Wojna Krwi zabierze Cię w podróż po odległych królestwach świata Wiedźmina. Od malowniczych wiosek, przez zniszczone wojną krajobrazy, aż po zaśnieżone góry i majestatyczne twierdze — o losie tego świata zadecydują Twoje decyzje.

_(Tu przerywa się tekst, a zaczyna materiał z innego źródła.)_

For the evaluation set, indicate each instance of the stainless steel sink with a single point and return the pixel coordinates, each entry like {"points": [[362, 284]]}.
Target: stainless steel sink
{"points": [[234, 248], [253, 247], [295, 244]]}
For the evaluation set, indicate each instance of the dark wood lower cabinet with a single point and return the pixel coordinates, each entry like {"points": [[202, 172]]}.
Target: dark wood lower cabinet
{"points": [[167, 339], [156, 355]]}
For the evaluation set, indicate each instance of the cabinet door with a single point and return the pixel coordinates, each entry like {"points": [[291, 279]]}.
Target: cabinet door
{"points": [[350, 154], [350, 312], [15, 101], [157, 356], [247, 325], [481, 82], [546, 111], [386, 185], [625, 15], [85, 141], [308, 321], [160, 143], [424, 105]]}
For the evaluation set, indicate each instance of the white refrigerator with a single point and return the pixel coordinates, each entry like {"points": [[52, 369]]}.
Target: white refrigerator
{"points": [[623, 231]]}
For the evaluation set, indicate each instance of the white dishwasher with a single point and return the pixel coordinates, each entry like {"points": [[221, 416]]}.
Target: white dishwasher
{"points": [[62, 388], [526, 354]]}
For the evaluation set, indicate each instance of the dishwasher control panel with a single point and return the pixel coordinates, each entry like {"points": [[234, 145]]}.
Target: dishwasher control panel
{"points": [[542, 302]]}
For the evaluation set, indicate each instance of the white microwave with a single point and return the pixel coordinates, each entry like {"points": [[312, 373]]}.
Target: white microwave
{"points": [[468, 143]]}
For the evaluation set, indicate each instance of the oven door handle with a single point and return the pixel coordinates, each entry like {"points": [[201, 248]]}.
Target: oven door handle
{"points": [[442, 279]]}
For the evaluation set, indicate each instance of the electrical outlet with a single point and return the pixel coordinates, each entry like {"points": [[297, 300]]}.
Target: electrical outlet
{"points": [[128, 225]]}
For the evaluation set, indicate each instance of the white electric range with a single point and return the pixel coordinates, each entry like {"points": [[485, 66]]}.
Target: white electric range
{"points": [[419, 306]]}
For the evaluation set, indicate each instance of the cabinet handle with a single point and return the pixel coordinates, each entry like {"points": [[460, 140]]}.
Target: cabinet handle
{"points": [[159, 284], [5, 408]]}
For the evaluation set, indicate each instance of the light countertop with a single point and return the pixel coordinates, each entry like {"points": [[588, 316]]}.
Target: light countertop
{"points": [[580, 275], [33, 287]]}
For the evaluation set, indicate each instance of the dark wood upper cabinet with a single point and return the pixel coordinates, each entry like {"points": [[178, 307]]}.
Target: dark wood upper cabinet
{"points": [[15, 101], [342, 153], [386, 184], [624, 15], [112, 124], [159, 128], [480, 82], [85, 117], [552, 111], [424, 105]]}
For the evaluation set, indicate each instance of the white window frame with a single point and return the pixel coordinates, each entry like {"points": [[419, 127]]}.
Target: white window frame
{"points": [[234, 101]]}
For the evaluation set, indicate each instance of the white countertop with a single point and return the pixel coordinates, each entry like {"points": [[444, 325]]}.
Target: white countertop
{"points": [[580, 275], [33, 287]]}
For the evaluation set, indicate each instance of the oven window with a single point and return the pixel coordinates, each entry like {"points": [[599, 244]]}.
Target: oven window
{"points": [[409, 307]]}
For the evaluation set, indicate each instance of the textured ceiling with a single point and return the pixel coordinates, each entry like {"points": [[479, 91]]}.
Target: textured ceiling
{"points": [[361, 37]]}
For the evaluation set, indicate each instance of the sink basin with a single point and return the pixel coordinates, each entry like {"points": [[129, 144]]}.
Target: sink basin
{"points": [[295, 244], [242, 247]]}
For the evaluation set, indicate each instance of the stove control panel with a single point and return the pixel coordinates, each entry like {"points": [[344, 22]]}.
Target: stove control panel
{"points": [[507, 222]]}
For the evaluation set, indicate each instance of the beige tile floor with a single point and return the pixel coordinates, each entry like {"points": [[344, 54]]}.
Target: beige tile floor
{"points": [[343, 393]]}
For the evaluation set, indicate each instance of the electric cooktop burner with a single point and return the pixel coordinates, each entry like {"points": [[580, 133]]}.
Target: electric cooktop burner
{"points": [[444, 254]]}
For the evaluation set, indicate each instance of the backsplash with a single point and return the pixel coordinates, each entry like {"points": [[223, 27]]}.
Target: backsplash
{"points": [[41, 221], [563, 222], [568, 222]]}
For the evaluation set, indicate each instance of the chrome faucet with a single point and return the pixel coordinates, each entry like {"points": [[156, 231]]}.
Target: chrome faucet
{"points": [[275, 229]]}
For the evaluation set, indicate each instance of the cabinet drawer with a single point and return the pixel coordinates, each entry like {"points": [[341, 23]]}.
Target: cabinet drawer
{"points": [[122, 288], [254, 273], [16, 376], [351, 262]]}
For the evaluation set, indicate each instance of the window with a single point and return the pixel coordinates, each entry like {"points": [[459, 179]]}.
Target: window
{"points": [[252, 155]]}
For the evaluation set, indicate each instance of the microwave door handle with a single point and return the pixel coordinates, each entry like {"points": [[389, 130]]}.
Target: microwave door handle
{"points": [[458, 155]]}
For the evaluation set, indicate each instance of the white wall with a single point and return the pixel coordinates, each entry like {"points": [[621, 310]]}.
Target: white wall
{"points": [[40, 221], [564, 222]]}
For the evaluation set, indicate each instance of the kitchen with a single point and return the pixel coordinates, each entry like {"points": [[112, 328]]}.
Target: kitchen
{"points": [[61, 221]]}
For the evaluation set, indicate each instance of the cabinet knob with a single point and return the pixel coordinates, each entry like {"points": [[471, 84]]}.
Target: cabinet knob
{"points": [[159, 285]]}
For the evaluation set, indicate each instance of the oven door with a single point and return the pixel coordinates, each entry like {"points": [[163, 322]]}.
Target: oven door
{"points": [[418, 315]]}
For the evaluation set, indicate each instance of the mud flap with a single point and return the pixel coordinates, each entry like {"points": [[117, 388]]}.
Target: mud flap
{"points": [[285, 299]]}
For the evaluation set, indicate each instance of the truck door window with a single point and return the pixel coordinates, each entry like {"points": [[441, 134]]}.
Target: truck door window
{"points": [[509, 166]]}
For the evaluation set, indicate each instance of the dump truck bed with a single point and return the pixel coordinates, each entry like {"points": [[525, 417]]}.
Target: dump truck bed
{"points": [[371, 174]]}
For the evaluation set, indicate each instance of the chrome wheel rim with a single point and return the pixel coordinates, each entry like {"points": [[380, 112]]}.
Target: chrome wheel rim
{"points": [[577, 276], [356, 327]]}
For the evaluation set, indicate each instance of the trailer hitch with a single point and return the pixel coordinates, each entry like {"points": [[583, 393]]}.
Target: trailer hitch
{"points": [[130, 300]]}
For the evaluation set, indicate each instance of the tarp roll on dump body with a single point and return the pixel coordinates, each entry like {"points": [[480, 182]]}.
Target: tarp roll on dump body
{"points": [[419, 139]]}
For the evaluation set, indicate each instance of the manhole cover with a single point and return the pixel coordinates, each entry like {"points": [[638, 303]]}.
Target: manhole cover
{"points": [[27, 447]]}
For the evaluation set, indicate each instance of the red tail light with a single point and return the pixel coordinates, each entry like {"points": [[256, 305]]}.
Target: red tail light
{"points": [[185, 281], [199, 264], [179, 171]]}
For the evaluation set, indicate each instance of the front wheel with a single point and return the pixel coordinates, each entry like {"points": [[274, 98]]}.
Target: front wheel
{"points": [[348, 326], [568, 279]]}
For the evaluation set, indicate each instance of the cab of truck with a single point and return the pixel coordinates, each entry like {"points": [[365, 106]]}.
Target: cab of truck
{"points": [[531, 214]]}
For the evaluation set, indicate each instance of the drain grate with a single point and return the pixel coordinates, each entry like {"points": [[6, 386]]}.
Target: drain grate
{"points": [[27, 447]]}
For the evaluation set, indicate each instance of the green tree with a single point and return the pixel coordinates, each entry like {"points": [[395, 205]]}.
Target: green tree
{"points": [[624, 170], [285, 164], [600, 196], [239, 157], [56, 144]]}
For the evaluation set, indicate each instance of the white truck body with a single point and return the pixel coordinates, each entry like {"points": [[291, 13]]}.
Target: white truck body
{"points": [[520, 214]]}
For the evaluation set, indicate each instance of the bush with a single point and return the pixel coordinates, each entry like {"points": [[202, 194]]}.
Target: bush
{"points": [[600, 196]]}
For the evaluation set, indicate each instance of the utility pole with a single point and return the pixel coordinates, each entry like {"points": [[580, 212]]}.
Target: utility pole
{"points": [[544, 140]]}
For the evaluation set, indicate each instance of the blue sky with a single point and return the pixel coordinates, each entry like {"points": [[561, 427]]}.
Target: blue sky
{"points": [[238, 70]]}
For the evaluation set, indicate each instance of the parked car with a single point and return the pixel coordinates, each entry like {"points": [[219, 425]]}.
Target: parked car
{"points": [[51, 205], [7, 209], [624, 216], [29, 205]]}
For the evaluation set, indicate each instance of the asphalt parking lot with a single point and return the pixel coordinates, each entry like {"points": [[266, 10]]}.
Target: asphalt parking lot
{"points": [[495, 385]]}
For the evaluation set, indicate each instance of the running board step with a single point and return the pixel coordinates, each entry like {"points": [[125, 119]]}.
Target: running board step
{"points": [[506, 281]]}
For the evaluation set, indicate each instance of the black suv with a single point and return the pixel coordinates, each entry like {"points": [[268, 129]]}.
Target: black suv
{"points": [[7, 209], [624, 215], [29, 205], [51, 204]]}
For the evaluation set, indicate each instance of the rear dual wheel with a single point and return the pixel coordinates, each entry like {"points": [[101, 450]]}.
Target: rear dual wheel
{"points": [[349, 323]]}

W relacjach między Lyrią a Rivią bywało różnie — lata względnego pokoju potrafiły w mgnieniu oka przerodzić się w zdające się nie mieć końca krwawe wojny. I tak w kółko. Dziś, pomimo dzielących je różnic, Lyria i Rivia są zjednoczone pod wodzą Królowej Meve, a mieszkańcy tych krain — równi w świetle jej władzy.
RIVIA
Ziemia ta nierozerwalnie kojarzy się z pewnym białowłosym wiedźminem. Ludzie zapominają jednak, że Rivia znana była w najdalszych zakątkach Kontynentu jako dom niezwykle utalentowanych kowali i rzemieślników na długo, zanim Geraltowi nadano jego przydomek.
LYRIA
O ile Rivię i Lyrię łączy ta sama urodzajna ziemia, różni je sposób jej wykorzystania. Na bogactwo Lyrii składają się przepyszne owoce, warzywa, mięsa i wina — to właśnie jakością tych wyrobów szczyci się tutejsza, pracowita ludność.
MAHAKAM
Można powiedzieć, że za niepozornych początków Mahakamu, kiedy krasnoludy kształtowały góry wiercąc i kując pod powierzchnią ziemi, góry jednocześnie kształtowały krasnoludy. W tej krainie kontrastu, która była i zawsze pozostanie przede wszystkim miasteczkiem górniczym, ośnieżone szczyty kryją rozgrzane do czerwoności kuźnie. To jednak także najbezpieczniejsza krasnoludzka twierdza od Gór Sinych aż po Wielkie Morze — i to pomimo otaczających ją królestw ludzi i potworów zalegających pod ziemią.
AEDIRN
Największe i najpotężniejsze spośród Królestw Północy, Aedirn, szczyci się doskonale rozwiniętą siecią dróg oraz niezachwianym statusem ekonomicznym. Przykładami tego światowej sławy przemysłu są huty z Gulety i Eysenlaan oraz tkalnie Vengerbergu. Mieszkańcy tego regionu to wykształcone osoby o wyrafinowanym smaku, którzy, delikatnie mówiąc, bywają snobami. Kaedweńczyków uważają za chamów i prostaków, wszyscy Rivijczycy to według nich złodzieje, a Lyrijczycy to “tania i dobra siła robocza”. Może to być wina ich króla — Demawend III stale zadziera nosa czym gra na nerwach innych władców.
ANGREN
Podróżując przez Angren nie uświadczysz dobrych dróg — tamtejsze ścieżki są wąskie i często zablokowane przez powalone drzewa czy rozlewiska. Po drodze nieraz się zgubisz, przemokną Ci buty, do ran wda się zakażenie, a temu wszystkiemu towarzyszyć będzie nieustające brzęczenie komarów, które okupują Angren przez cały rok. Ze względu na wilgoć i piaszczystą glebę nie opłaca się tu uprawiać roli ani wydobywać kruszców, za to wiekowe puszcze przyciągają druidów i drwali. Gęste lasy są także idealnym miejscem aby schować się lub zastawić pułapkę, przez co Angren stało się domem dla wszelkiego rodzaju zbiegów, przestępców i dezerterów — osób, które bardzo nie chcą zostać znalezione i będą bardzo niezadowolone jeśli na nie natrafisz.